56. Propofol anesthesia alters tissue clearance of leucine but not regional rates of cerebral protein synthesis

S. Bishu¹, K. Schmidt¹, A. Unterman¹, A. Zametkin¹, M. Channing², Z.-H. Liu¹, M. Qin¹, W. Kammerer³, P. Herscovitch², Z. Quezado³ and C. Beebe Smith¹

¹Section on Neuroadaptation and Protein Metabolism, National Institute of Mental Health; ²PET Department; ³Department of Anesthesia, National Institute of Health, Bethesda, Maryland, USA

Objectives: Determine the effect of propofol anesthesia on regional rates of cerebral protein synthesis (rCPS) and leucine kinetics in adult males with the L-[1-¹¹C]leucine PET method (Schmidt et al, JCBFM 2005; 25:617–28; Smith et al, JCBFM 2005;25:629–40; Bishu et al, JCBFM 2008;28:1502–13).

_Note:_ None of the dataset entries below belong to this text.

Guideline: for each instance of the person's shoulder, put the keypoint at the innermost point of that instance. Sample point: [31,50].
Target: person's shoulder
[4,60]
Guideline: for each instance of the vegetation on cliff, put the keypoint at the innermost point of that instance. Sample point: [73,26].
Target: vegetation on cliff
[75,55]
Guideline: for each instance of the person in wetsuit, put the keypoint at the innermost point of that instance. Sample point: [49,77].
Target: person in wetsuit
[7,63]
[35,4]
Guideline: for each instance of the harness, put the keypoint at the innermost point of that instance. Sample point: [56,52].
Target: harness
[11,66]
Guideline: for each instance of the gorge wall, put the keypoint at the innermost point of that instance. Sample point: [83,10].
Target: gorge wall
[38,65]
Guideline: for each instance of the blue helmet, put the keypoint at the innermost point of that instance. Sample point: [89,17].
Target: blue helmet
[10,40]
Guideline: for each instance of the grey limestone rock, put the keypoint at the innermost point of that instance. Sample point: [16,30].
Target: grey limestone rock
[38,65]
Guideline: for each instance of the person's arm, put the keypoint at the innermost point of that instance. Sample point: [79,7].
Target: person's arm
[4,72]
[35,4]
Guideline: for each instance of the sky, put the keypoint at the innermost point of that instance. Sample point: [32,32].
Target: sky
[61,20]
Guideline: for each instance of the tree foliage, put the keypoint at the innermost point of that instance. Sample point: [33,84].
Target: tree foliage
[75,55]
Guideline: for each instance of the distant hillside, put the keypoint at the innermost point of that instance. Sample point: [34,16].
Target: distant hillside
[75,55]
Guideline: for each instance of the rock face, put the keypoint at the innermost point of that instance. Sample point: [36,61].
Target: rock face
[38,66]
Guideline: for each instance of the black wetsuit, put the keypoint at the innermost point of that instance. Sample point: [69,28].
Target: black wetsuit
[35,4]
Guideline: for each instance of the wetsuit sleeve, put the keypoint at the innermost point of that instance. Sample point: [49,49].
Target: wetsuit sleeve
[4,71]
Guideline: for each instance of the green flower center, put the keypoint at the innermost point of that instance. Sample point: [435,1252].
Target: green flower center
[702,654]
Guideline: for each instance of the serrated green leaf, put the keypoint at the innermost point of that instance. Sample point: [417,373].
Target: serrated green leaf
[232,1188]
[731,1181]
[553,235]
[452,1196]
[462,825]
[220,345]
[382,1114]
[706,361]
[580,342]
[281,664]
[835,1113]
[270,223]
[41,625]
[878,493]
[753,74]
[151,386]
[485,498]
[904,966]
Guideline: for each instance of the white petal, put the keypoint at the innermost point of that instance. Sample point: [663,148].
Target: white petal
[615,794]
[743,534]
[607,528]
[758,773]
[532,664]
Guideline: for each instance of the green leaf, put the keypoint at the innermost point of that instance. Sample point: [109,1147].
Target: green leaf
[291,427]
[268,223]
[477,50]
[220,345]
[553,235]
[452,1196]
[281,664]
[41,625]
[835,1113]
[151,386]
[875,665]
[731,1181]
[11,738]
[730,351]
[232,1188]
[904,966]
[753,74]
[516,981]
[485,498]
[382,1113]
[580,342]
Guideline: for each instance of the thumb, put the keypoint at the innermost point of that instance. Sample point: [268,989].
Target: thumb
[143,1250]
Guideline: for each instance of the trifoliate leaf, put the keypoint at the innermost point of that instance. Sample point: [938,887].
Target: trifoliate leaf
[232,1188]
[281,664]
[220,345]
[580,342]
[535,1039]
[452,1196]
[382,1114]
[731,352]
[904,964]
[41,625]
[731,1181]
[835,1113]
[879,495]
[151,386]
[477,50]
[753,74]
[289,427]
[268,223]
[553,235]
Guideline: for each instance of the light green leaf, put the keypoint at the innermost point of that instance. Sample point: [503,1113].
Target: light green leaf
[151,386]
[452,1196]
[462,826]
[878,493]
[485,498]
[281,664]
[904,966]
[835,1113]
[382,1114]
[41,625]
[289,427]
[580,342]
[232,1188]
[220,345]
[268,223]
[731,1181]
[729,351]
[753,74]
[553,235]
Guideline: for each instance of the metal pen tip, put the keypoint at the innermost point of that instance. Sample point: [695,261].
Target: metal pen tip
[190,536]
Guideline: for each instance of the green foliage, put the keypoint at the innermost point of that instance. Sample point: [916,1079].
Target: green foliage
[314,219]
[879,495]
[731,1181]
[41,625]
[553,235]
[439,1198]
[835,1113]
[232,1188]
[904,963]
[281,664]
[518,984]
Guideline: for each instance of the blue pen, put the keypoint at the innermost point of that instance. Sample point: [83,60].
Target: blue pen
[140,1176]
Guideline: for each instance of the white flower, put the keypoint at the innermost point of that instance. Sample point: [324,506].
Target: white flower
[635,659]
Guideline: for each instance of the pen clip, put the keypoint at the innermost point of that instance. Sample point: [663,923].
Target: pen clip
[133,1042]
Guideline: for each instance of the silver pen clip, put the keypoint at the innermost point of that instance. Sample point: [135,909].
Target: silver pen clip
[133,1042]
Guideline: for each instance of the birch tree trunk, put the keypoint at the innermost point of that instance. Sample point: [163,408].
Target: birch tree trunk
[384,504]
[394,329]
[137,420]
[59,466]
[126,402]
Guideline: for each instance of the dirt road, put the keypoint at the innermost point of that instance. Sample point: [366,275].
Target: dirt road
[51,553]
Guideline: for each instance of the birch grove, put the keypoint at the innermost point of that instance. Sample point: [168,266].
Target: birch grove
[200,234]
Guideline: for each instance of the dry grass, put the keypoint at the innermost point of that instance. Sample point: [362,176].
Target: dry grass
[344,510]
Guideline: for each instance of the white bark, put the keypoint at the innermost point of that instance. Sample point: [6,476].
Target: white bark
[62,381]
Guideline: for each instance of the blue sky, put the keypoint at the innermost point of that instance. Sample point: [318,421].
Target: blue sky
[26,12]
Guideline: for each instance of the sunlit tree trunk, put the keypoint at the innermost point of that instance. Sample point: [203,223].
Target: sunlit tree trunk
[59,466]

Methods: Subjects (20–24 years; n = 10) were dynamically scanned on the High Resolution Research Tomograph for 90 mins following ¹¹C-leucine injection. Region of interest-based analyses were used to estimate kinetic model rate constants. rCPS, λ (fraction of unlabeled leucine in the tissue precursor pool for protein synthesis derived from arterial plasma), and C_E (concentration of unlabeled leucine in tissue precursor pool) were calculated. Sedation was monitored with the bi-spectral index (BIS) monitor (Gan et al, Anesth 1997;87:808–15).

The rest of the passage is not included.